Разогнавшись до бешеной скорости, гонимая мальчишками "боевая" машина с грохотом выскочила с бордюра на улицу, едва не столкнувшись со встречным "москвичом".
— ...Вперед, вашу мать! Снаряд! Заряжай осколочным! За Родину, за Сталина! Огонь!!! Тра-та-та-та... — орал инвалид и размахивал, как автоматом, костылем, разгоняя озверевших собак.
Эта атака оказалась последней в его жизни.

* * *

За праздником шли выходные. Ни морг, ни ритуальные услуги не работали. Мать набегалась, уговаривая и тех и других. Колька не столько думал об отце, сколько переживал за нее.

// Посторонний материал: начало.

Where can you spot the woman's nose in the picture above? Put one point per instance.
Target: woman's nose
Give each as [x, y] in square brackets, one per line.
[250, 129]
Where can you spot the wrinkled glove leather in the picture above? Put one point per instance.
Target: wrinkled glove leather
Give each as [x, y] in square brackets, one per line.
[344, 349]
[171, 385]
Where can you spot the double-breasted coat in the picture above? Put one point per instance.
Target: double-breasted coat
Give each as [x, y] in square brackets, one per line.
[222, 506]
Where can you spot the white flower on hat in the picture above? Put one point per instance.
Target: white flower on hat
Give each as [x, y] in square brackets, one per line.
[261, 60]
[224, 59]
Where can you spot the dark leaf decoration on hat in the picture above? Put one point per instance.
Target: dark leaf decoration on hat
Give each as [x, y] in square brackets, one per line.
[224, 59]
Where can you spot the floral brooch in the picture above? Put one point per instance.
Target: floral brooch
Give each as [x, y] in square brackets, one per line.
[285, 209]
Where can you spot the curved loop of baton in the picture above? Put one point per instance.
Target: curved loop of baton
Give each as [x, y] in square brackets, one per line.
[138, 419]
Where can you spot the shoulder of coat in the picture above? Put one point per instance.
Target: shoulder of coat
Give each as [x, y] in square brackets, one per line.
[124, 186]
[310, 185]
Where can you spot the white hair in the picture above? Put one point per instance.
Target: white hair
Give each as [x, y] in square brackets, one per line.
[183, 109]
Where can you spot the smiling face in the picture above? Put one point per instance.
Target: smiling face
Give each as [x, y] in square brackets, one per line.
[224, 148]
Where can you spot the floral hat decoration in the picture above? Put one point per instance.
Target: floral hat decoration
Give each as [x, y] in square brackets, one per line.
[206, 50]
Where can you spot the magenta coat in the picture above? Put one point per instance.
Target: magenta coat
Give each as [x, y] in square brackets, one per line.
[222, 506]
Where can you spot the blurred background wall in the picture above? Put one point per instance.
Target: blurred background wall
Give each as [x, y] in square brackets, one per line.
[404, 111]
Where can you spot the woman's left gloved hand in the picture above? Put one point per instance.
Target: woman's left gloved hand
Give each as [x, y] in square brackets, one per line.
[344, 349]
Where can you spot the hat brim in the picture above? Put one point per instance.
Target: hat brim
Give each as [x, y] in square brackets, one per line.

Но когда гроб вынесли на улицу и поставили на табуретки, на него накатило. Шел мелкий, совсем невесенний дождь. "Природа по Саше плачет", — говорила соседка. Покойного прикрыли полиэтиленовой пленкой, которая подрагивала от капель дождя, отчего казалось, что он что-то им пытается сказать на прощание.
От сознания, что никогда больше не увидит отца, в Колиной душе образовалась пустота, которую, он знал, уже ничем не заполнить. Стало горько, что последнее время так мало разговаривал с ним, а потому, может, и не понимал, отчего так все сложилось. Кто-то тронул его за плечо. Это была Оля. В плащике, в темной косынке и с парой гвоздик.
В момент, когда грянули надрывные звуки оркестра, что-то оборвалось внутри у Коли. Он изо всех сил старался, чтобы не разрыдаться, но слез сдержать не смог. Люди понимали его и отводили глаза.
Когда процессия выехала за город в сторону кладбища, Коля увидел несколько десятков КрАЗов, МАЗов и других больших машин вдоль дороги. Провожая в последний путь Сан Саныча, как звали его в автоцехе, они разом оглушительно загудели басами клаксонов. К ним подключился и заводской гудок, которым за отсутствием надобности не пользовались уже несколько лет.
— Давненько я не видел, чтобы кого-то так провожали, — сказал ответственный за похороны от завкома в болоньевом плаще.
— Хороший был человек. — ответил кто-то. И все закивали.